The shape of the proximal and middle links is similar to that of the metacarpals; the distal phalanx is terminated by a nail roughening (apex). The MP and IP joints are reinforced laterally with collateral ligaments.

 

      Diagnostics: clinical, X-ray in two projections

      Treatment:

      conservative - plaster fixation for 3-5 weeks

      physiological position in plaster fixation - prevention of contractures and rotational deviation

      surgical: K. wires, tension screws, angle-stable splints, external fixateur + early rhb

      Complications

          - no treatment - deformities,       

          - excessive fixation - stiffness,

          - wrong treatment - deformity + stiffness

 

Luxation of fingers

MCP joints luxation

relatively rare (most often dorsal luxation of the 2nd or 5th finger)

Injury of the palmar disc (may form interpositus)
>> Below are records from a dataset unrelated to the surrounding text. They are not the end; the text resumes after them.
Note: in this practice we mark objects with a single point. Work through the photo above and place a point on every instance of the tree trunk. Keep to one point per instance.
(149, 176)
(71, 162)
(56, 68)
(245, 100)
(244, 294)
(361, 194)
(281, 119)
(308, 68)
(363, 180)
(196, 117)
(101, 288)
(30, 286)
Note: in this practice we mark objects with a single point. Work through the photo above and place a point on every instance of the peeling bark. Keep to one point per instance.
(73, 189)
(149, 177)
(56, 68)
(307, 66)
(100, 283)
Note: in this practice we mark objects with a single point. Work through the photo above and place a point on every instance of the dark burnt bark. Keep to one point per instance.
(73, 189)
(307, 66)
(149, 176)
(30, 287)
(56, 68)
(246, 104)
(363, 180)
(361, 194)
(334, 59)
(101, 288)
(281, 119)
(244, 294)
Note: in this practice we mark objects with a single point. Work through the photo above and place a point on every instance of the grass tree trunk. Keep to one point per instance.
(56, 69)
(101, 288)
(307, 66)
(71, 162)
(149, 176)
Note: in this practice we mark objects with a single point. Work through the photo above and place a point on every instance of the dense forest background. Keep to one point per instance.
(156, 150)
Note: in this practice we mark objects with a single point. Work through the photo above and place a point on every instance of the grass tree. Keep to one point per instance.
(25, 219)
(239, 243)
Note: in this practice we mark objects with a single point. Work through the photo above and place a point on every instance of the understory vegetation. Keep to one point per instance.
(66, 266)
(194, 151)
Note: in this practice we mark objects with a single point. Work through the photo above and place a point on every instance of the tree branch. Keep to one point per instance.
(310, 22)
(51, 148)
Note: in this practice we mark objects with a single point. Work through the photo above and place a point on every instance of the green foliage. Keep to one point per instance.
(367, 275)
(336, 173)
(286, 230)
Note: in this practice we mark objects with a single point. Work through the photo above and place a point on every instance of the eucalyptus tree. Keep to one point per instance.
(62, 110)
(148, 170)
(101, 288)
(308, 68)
fixation in 60-75° flexion

Luxation of PIP/DIP joints

typical sports injuries

mostly dorsal (volar, lateral)

collateral ligament injuries

Always use X-ray diagnosis to rule out fracture!

      Treatment

      luxation - repositioning + immobilization 1-4 weeks (depending on the type of luxation)

      luxation fracture - repositioning + Ki-wire 3-4 weeks

 

BIBLIOGRAPHY:

Zeman M, Krška Z. Speciální chirurgie. 3., dopl.přeprac. vyd. Praha: Galén; 2014. 511 s.

Pokorný V. Traumatologie. Vyd. 1. Praha: Triton; 2002. 307 s.

Wendsche P, Veselý R. Traumatologie. Druhé, přepracované a rozšířené vydání. Praha: Galén; 2019. 371 s.